The conference will continue with a talk by Assistant Professor of Political Science Nadia Horning to “enlighten and delve into the topic of corruption and unethical leaders,” according to Deme.
“Africa is a dynamic continent, and it is important to look at it as it is, not as how we think it should be,” said Horning. “It is refreshing to see that UMOJA students have decided to highlight that the continent is one of hope and positive change, at least from the perspective of the educated youth. The initiative was not born out of frustration and despair, but simply from the desire to present the continent as it is at present: booming in all sorts of ways.”
Fred Swaniker, the CEO and co-founder of African Leadership Academy, will also participate in the conference through video messages.
“His story is the best way to go about changing Africa to educate its youth. He created a high school to unite Africa,” said Deme.
As the conference nears, Middlebury students have shown excitement for the upcoming events.
“I’m interested in entrepreneurship and finding creative solutions to community issues,” said Erin Reid ’16, a student who intends to attend the conference. “I love hearing about the amazing things that people are doing around the world. It always makes me feel like I should be doing more with my life, but also inspires me to do more around me! Also, [Fred Swaniker] is dope and I’d love to hear what he has to say! I visited the school he founded, African Leadership Academy, last year and I think the school is doing some really cool things.”
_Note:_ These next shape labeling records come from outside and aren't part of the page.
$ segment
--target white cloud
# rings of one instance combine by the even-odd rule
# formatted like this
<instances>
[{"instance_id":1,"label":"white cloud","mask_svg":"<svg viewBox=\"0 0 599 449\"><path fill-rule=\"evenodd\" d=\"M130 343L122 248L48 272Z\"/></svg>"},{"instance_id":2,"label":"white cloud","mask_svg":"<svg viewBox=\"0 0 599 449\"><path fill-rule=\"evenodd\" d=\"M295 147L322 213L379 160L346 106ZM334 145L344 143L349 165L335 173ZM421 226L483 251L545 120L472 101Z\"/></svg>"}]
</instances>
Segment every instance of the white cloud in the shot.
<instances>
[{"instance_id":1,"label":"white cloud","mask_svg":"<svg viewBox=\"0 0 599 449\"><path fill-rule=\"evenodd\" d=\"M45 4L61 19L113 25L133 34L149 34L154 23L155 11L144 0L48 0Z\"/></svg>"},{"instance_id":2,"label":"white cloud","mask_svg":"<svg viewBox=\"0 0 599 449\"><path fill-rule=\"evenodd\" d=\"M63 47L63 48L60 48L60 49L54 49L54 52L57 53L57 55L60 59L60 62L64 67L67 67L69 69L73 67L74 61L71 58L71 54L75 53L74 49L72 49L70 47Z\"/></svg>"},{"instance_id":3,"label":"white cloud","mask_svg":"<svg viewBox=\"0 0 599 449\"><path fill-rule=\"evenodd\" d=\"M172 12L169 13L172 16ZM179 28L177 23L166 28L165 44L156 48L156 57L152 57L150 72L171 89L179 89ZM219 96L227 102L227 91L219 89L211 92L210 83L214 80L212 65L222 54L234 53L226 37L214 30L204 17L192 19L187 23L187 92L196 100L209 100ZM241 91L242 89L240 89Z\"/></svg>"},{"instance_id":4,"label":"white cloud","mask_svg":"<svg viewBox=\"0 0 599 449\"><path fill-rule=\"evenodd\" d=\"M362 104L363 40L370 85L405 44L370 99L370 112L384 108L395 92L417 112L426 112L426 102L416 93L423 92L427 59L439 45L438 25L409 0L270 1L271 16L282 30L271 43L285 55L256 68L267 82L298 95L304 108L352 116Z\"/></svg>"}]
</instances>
According to Deme, the primary goal of the conference is for participants to enjoy their experience while continuing to broaden their understanding of the changes occurring in Africa.
“If people want to know what kind of role as a global community they can have in changing Africa in a positive way, their answer will be at the Amka Africa Conference 2013.”
More information on the details of this event can be found at Middleburyafrica.org.